Jump to content

Wikidata Query Service/Streaming Updater/Public Update Stream

From Wikitech

The WDQS Streaming Updater produces a stream of RDF updates in order to keep WMF triple stores up to date. Because this stream might have value outside of the WMF infrastructure it is now publicly available via Event_Platform/EventStreams_HTTP_Service.

Available Streams

Events

Events are encoded as JSON documents following the mediawiki/wikibase/entity/rdf_change schema.

The event may happen for different reasons but in most cases it is because of change happening to the wikibase entity. For these cases the operation field is set to:

  • import: when an entity is created or restored
  • diff: when an entity is edited (new revision)
  • delete: when an entity is deleted

In some rarer cases the event may happen for operational purposes when some inconsistencies have been discovered. For these cases the operation field may be set to:

  • reconcile: to tell the consumer that prior data it received concerning this entity might no longer be trusted and that it should consider using the data provided by this event.
  • delete: may also happen for similar purposes when the system discovers that possibly prior events may have wrongly instructed consumers to keep the data related to this entity while in fact it no longer exists.

The purpose of this schema is to be self-sufficient to keep an RDF representation of a Wikibase instance up-to-date (i.e. a triple store) and thus contains all the necessary data to do so without having to call any Wikibase API.
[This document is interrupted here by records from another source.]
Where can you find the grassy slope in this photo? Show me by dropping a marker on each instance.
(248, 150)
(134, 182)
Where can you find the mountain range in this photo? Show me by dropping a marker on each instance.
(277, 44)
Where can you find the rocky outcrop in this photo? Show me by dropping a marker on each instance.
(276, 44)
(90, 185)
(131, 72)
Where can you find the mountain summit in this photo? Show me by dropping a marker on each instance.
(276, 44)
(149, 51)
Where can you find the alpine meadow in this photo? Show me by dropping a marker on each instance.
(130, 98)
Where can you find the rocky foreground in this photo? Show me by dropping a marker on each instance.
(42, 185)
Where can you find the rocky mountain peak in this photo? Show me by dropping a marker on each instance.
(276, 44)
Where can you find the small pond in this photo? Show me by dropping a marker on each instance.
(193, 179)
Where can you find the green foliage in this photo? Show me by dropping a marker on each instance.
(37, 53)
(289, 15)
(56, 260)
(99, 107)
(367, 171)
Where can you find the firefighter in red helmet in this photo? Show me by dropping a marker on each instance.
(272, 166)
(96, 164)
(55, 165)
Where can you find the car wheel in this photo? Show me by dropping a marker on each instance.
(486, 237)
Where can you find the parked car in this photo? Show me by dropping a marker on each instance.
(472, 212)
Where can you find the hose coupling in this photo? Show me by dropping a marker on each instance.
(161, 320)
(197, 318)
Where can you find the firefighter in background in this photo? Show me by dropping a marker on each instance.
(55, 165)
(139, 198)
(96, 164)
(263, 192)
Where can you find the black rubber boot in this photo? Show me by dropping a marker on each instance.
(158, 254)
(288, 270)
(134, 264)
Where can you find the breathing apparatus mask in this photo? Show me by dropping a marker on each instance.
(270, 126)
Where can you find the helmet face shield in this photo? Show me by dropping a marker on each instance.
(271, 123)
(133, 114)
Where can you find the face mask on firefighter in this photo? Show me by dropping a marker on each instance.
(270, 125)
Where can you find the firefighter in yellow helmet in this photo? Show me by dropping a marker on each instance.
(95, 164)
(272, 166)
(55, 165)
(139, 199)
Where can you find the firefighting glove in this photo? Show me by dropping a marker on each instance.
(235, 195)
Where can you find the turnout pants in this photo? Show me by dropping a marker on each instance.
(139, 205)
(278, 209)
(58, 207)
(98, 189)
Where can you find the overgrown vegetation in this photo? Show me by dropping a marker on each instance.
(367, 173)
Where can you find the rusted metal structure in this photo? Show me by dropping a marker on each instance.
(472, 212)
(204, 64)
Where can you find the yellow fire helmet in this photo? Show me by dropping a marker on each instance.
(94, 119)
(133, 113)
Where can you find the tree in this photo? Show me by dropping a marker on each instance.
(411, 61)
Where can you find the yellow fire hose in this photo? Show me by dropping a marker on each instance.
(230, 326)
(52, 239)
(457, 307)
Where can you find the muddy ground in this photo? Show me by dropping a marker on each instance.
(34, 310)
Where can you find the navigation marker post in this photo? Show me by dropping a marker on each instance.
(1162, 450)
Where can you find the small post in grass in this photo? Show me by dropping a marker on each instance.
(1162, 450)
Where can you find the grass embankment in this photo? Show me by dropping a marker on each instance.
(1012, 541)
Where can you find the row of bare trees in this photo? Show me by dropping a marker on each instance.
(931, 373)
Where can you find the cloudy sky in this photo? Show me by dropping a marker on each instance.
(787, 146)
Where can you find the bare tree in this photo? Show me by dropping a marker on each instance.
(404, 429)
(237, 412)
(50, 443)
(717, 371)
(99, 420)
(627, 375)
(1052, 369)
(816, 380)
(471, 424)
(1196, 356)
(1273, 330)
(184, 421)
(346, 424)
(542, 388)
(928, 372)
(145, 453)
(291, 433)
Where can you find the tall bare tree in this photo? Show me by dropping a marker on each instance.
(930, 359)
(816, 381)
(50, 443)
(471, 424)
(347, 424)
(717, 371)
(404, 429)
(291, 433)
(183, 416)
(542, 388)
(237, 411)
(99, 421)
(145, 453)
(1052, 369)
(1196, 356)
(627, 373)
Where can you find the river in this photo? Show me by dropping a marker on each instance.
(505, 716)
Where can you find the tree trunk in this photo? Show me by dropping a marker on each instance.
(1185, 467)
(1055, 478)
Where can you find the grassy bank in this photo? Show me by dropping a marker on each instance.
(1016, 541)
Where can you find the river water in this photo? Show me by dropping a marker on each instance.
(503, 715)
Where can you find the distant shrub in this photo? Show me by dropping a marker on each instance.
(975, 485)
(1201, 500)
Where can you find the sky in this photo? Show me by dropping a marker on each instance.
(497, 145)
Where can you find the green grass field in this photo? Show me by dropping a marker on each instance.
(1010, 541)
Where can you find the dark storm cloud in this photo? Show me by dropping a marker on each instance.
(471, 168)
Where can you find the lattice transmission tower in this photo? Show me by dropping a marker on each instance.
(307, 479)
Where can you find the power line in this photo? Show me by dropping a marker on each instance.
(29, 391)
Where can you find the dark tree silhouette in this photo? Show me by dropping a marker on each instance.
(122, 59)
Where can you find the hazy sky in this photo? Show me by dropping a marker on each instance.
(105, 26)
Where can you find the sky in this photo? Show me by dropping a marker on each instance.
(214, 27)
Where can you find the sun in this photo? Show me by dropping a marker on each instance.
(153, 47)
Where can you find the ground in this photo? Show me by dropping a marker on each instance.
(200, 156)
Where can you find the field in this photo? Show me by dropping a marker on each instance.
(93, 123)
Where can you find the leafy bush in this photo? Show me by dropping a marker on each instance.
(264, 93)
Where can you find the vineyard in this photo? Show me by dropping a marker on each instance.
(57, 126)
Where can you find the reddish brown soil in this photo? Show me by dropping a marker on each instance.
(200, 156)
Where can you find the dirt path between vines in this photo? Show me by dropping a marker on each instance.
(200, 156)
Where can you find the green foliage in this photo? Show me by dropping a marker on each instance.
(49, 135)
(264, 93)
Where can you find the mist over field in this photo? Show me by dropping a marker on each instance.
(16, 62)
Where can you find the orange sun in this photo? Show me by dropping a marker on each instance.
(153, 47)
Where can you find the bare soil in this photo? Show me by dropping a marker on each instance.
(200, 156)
The RDF data itself is encoded in 4 fields:

  • rdf_added_data: the triples that must be added
  • rdf_deleted_data: the triples that must be deleted
  • rdf_linked_shared_data: the triples that might be shared by other entities and could be added. The stream is not aware if this data has already been transferred and thus adding this data again might not be necessary.
  • rdf_unlinked_shared_data: triples that might be used by other entities but are no longer linked from this entity. It is up to the client to determine if these triples are worth keeping or not. Keeping them might lead to "orphaned" triples in the graph. A client may decide that orphans in the graph are an acceptable trade-off or may decide to treat them by deleting them on the fly if they are no longer used. This generally includes:
    • complex values
    • references
    • site links

The RDF data is encoded using the format defined in the mime_type field. As of now only "text/turtle" is expected to be produced. It may be possible that other formats will be used if they're proven more space efficient.

These data fields are populated differently depending on the type operation performed:

  • import: rdf_added_data and rdf_linked_shared_data are populated
  • diff: all these four fields are populated
  • delete: none of them, the client must be able to retrieve all the related triples owned by the given entity.
  • reconcile: only rdf_added_data is used

RDF

The fields containing the RDF content do contain data that is compliant with mw:Wikibase/Indexing/RDF_Dump_Format but with the same differences seen in WDQS:

  • rdf:type statements are omitted for performance reasons
  • data (wdata:) nodes are not emitted
  • only rdfs:label is present (duplicated schema:name & skos:prefLabel are omitted)
  • SomeValue are not encoded as blank node but skolems (mw:Wikidata_Query_Service/Blank_Node_Skolemization)

Event reconstruction

The event may be stored in messaging system that may not be designed to store large payloads (i.e. kafka). Since the data of a wikibase entity may possibly be large comparatively to what is acceptable by such messaging system the event may be split into multiple consecutive chunks. Event that are split are identified using the two fields:

  • sequence: the index of the chunk, starting from 0
  • sequence_length: the number of chunks the event was split into

The client must reconstruct the message before processing it. Chunks related to the same event will have the same data in all its fields except for:

  • the fields containing the rdf content
  • the meta.dt field
  • the meta.id field

To reconstruct the event the client must parse the content of all the individual rdf content fields into a list of rdf statements and append to these lists the statement it parses for all the chunks. When consuming from a stream chunks are expected to appear consecutively, the meta.request_id can be used to verify that the chunks are consistent. When consuming from a stream the client must be able to buffer all the chunks for a given event but is not required to buffer multiple events. In other words a stream consumer can simply buffer event testing the simple condition:

  • sequence + 1 == sequence_length.

When using this data from a batch storage the client is expected to reconstruct the event grouping on meta.request_id for messages having sequence_length > 1.

Event Ordering

Ordering is guaranteed on a per entity basis:

  • two consecutive edits happening on the same entity are guaranteed to appear one after another in the right order
  • two consecutive edits happening on two different entities are not guaranteed to appear in the same order they happened in the wikibase instance

This is generally not a problem but may pose interesting challenges for sitelinks which are currently modeled as a separate well identified subject. In other words this means that two entities might possibly link to the same sitelink while the stream is consumed. This is one of the reason the site links portion of the graph is considered shared linked data. The other reason is historical, see phab:T44325.